On my street, I was “Wilyaaaamz” to the people who knew me, with four as and a z. But to Jordanians who didn’t know me, I could be many things: a foreigner (ajnabi), stranger (gharib), neighbor (jar) or guest (def). In Arab society, the guest is protected and a source of the host’s honor. Hosts defend guests with their lives and increase their honor by hosting them. And in Islam, like in Judaism and Christianity, the neighbor is sacred.
If neighbor and guest have positive connotations, stranger and foreigner don’t, not even in English. The word “stranger” in Arabic is etymologically related to the words for “wonder,” “astonishment,” “odd,” “West” and “violence,” so you can imagine how Jordanians might regard strangers with a measure of suspicion. Similarly, the word “foreigner” is related to words for “ritually impure,” “avoid,” and “not belonging to the tribe.”

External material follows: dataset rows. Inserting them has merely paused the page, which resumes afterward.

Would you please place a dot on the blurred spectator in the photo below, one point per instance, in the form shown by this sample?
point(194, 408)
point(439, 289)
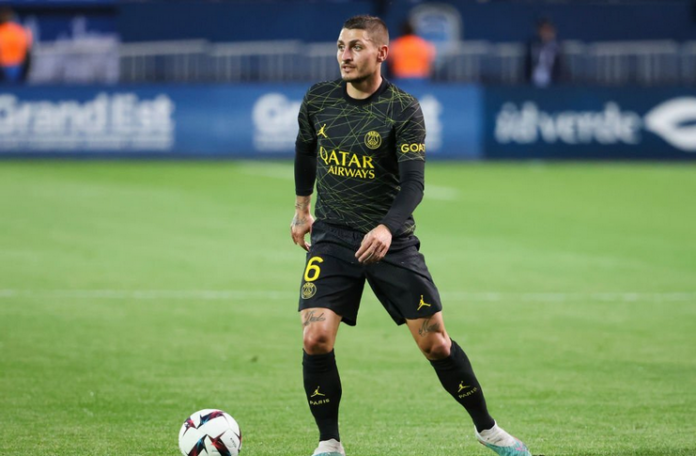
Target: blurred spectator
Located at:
point(543, 59)
point(410, 56)
point(15, 48)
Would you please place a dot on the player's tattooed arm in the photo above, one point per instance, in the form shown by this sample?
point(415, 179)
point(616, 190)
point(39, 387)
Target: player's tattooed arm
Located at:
point(311, 318)
point(302, 221)
point(427, 328)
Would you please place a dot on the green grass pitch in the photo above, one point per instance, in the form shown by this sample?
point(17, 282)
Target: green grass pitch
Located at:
point(133, 294)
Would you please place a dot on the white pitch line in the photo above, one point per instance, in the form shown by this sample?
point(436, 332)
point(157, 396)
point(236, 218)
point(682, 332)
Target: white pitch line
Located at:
point(234, 295)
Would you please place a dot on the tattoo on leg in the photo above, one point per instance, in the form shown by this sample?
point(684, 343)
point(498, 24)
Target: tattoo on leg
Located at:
point(426, 327)
point(310, 318)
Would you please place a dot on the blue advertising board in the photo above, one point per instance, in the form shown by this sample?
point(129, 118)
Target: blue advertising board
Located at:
point(199, 121)
point(590, 123)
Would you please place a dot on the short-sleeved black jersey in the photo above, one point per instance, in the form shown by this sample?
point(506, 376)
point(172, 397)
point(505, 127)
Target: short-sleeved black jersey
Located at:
point(362, 148)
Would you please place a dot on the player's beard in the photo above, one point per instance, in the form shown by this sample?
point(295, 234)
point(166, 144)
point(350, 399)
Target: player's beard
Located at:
point(355, 79)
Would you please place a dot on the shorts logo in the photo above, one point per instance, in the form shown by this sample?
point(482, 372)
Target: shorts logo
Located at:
point(373, 140)
point(308, 290)
point(406, 148)
point(421, 304)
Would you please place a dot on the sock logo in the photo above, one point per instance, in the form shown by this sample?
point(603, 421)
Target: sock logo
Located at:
point(317, 393)
point(318, 401)
point(421, 304)
point(463, 387)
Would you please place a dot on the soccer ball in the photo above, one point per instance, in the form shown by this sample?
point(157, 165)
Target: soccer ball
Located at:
point(211, 432)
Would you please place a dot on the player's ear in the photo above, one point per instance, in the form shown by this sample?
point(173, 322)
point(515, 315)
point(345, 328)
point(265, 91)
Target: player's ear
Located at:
point(382, 53)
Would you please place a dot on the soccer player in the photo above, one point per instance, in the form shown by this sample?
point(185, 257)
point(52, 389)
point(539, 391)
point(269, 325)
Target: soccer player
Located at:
point(362, 141)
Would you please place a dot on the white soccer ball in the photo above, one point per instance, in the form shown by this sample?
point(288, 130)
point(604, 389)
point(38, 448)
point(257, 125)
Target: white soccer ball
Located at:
point(210, 432)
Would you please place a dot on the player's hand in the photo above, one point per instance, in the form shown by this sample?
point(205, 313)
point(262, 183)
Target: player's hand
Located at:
point(375, 245)
point(300, 226)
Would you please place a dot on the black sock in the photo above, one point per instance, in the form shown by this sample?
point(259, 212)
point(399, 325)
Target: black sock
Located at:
point(457, 377)
point(323, 388)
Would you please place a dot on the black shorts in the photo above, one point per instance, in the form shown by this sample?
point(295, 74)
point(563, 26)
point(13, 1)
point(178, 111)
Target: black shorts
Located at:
point(334, 279)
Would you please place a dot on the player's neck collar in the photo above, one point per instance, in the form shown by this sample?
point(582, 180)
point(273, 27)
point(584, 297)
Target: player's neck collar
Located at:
point(354, 101)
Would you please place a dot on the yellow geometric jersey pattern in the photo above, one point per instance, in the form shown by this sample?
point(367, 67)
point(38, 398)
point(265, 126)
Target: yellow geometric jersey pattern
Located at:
point(358, 145)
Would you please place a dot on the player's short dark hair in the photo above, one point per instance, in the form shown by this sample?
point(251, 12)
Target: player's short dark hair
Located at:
point(373, 25)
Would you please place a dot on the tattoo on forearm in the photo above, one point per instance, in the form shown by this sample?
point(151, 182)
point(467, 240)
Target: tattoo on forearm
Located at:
point(427, 328)
point(310, 318)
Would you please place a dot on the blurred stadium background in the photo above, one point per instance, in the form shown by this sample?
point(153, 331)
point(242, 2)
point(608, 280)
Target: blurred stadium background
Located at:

Of course there were always people who called me other things that they thought described me based on the assumptions they made about me given my external appearance, like Westerner (gharbi), Christian (nasrani), infidel (kafir), Jew (yahudi), gentleman (sayyid), etc. But these four words–foreigner, stranger, neighbor, guest–were what most told me about where I fit in.
Arab culture has its roots in the desert, or so goes Jordanian street wisdom, and the attitude toward the stranger really came home to me when I read about an old Bedouin practice regarding strangers. If a Bedouin saw a passing stranger from afar, he would ride out after him and offer him a cup of coffee. If the stranger accepted the cup, he would become a guest. If the stranger denied the cup of coffee, he would become an enemy, and his refusal would be tantamount to a declaration of war. You’re either with us or against us. We will either host you or treat you as hostile. (Interestingly, host and hostile come from the same Proto-Indo-European root. The ideas run together in Greek too, where the word for host, guest and stranger are all the same.)
So, in this new cultural milieu where I was and had to be different, the cause of my anxiety was that I could never really become an Arab or a Jordanian the way a foreigner could become American by working hard, getting lucky, trying to assimilate, maybe failing, having kids, having them assimilate, having them be president (here’s looking at you, Barack Obama Sr.). It’s disquieting to feel like you could never belong no matter how hard you try. So I stopped trying to belong and got comfortable as a guest when I got called a guest and a stranger when I got called a stranger.
At the end of my time in Jordan, I was still more than a little fed up with not belonging, of not being able to just exist as me, on my own terms.
I got an idea.
If the little kids were going to throw rocks at me, I was going to say “shalom” back. If people stared at me like I was an alien, I was going to show them that I was an alien, at least according to their educational curricula. If people were going to look at me funny, I was going to smile at them and intone in the heartiest voice I could muster a kind and welcoming “shalom!” If they weren’t going to accept me as I was, then I would challenge them to make sure they wouldn’t accept me. No more half measures.
To be fair, most people in the neighborhood knew me by that time and probably thought I was crazy. What is Wilyaaaamz doing speaking Hebrew in Amman and acting like he’s Jewish? And why is he grinning like a fool?
I’m happy to report that not once did my saying “shalom” get me a beating. It got me some “strange” glances and some “wonder” and “astonishment”–“Did he say ‘shalom?!’” I would hear some people marvel after I passed.
Once on a trip with some friends to Wadi Dana, we went to an overlook to enjoy the view of Wadi ‘Arabah and southern Israel. Two Jordanian guys who were enjoying the view started staring at us as soon as we arrived, so I gave them a big “shalom.” They both smiled and said shalom back.